At the heart of Gabon’s transport infrastructure drive is the multi-modal rail-sea port being developed at Owendo, 15 km south of the capital Libreville, at an estimated cost of CFA133.6bn (€200.4m). Scheduled to be operational by early 2017, the Gabon Special Economic Zone (SEZ) Mineral Port will extend over a 45-ha site and house three terminals – one for minerals, with a 10m-tonne capacity per annum; a second facility for fish; and a third for aggregate. It will also include a naval shipyard.
The Owendo complex dovetails with Gabon’s plans to boost the mining sector’s contribution to GDP from 6% to 25% over the next 15-20 years. Currently, the industry is served by just one facility, also located in Owendo: the manganese-exporting port owned by the Compagnie des Mines de l’Ogooué (Comilog). Expanded capacity in Owendo should help improve turnaround times. The Comilog port, for example, saw 130,000 twenty-foot equivalent units (TEUs) of container traffic in 2013, in excess of the port’s handling capacity of 120,000 TEUs.

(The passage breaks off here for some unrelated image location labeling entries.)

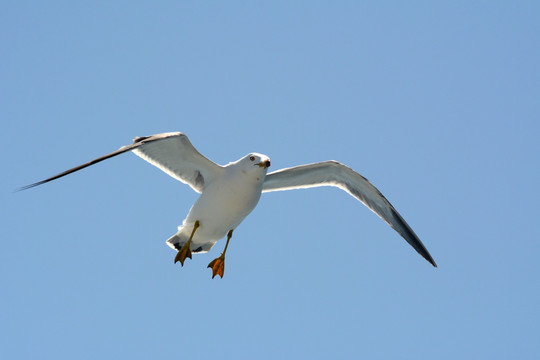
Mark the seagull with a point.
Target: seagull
(229, 193)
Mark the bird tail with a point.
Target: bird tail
(179, 239)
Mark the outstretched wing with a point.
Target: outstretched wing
(171, 152)
(333, 173)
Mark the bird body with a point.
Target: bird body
(223, 205)
(229, 193)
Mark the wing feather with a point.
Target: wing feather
(171, 152)
(333, 173)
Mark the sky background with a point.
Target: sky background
(437, 103)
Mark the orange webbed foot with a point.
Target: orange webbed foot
(217, 266)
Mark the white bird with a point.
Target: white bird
(229, 193)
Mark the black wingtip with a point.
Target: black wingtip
(408, 234)
(26, 187)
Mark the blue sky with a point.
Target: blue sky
(435, 102)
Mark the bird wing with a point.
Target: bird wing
(171, 152)
(333, 173)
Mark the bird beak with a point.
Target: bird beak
(265, 164)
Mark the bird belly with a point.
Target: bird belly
(220, 208)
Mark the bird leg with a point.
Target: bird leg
(218, 265)
(185, 250)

In addition to connecting with the 648-km Trans-gabonais rail line, which already links Owendo with Franceville in the south-east, Gabon is exploring the development of two additional railways – one linking the Port of Owendo to the export-oriented Nkok SEZ, also near Libreville, and the other connecting the port to the Bélinga iron ore mine in the north-east.
Commodity exports will also benefit from a four-lane highway project currently under way that will link Libreville to the northbound national highway. Scheduled to be completed by the end of 2016, the new highway aims to reduce traffic in the capital and create a more direct point of access to the Nkok SEZ.
The highway forms part of Gabon’s broader national road development plan, which, according to Jean-Pierre Oyiba, minister of infrastructure, public works and regional planning, represents 10-15% of GDP, accounts for around 30-40% of public investment and employs some 15,500 Gabonese nationals.
Other road projects include the 93-km Port-Gentil-Omboué motorway, scheduled for completion in 2017. The CFA102bn (€153m) project aims to improve connectivity with the second city of Port-Gentil – which, in addition to being the epicentre of the hydrocarbons sector, is also being targeted for development of an SEZ, a new port and a fertiliser plant.
Gabon, together with some of its neighbours, is also looking to regional infrastructure investment to reinvigorate growth. Weak transport infrastructure has been identified as a primary hurdle to boosting regional trade and economic growth, with just two of the six capital cities in the CEMAC zone currently connected by highways. At present, intra-regional trade among CEMAC states is minimal and lags behind other economic blocs on the continent. In the East African Community, for example, trade among member states is well above one-third of total trade value, compared to 1.2% in CEMAC, as per data from the United Bank for Africa.
The issue ranked high on the agenda of talks held in Cameroon at the beginning of 2016 between CEMAC ministers of finance and Christine Lagarde, managing director of the IMF. Lagarde had positive words for the countries’ collaborative efforts, while pledging the IMF’s continued support. “Reducing barriers to regional trade and implementing regional infrastructure projects could help to address competitiveness challenges facing the CEMAC countries,” she said.